LA Mayor Eric Garcetti, who is President Joe Biden’s nominee for ambassador to India, signed the order on Thursday.

The law is expected to heavily affect the homeless population in LA and goes into effect 30 days after its signing, CBS LA reported.

The order puts restrictions on “sitting, lying, or sleeping or storing, using, maintaining, or placing personal property in the public right-of-way” and makes it a crime to sit, lie, sleep, or set up encampments within 500 feet of the so-called “sensitive use” areas that also include “overpasses, underpasses, freeway ramps, tunnels, bridges, pedestrian bridges, subways, washes, spreading grounds, or active railways” and within a 1.000 feet of a “street, sidewalk, or other public right-of-way” areas.
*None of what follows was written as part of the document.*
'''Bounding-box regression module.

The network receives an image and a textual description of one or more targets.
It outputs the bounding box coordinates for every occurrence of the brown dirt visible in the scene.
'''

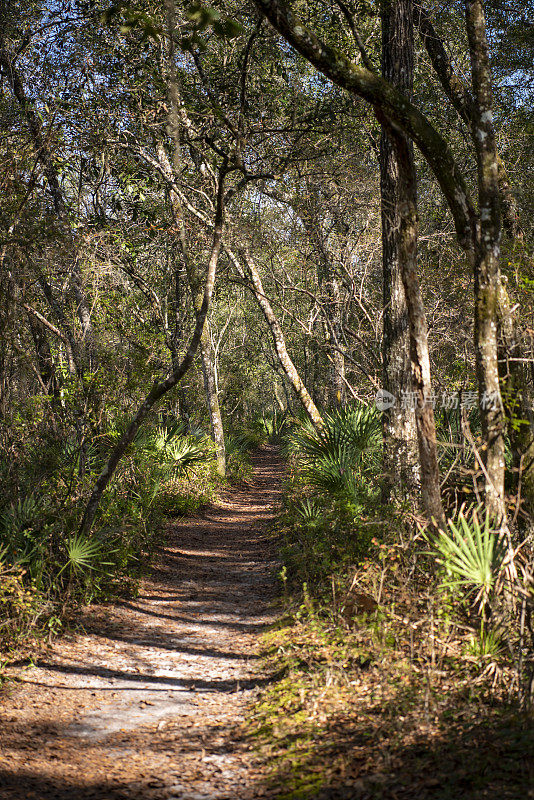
[0,447,283,800]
Mike Bonin is one of the two city council members who opposed the ordinance. During the vote, he pointed out that the city only has spots in homeless shelters for 39 per cent of the homeless population.

“What about the other 61%?” Mr Bonin asked.

“Some of those nights I slept in the car, some of those nights, when my car was in the shop, I slept on the beach,” Mr Bonin said, sharing his own struggles with homelessness. “I cannot tell you how much turmoil is in your heart when the sun is setting and you don’t know where to sleep,” he said, Spectrum News reported. “I cannot tell you how demoralizing and dehumanizing and defeating that experience is when you don’t know where you’re going to sleep.”

He also noted that the order only tells the unhoused where they cannot sleep, but not where they can.

“That’s what it comes down to for me ... where can people go, where can people sleep when they do not have an alternative,” Mr Bonin added.

UCLA report has found that the origins of the city’s homelessness problems stem from the years after the Second World War when the construction of homes started to lag behind the speed of the growing population.

Since then, racist zoning and crime legislation as well as cuts to mental health services and other factors have contributed to the current crisis. The city’s Black and Latino communities have been especially affected.

According to the Associated Press, there are around 41.000 homeless people in LA, 1.600 of which are in Venice, a neighbourhood with around 40.000 residents.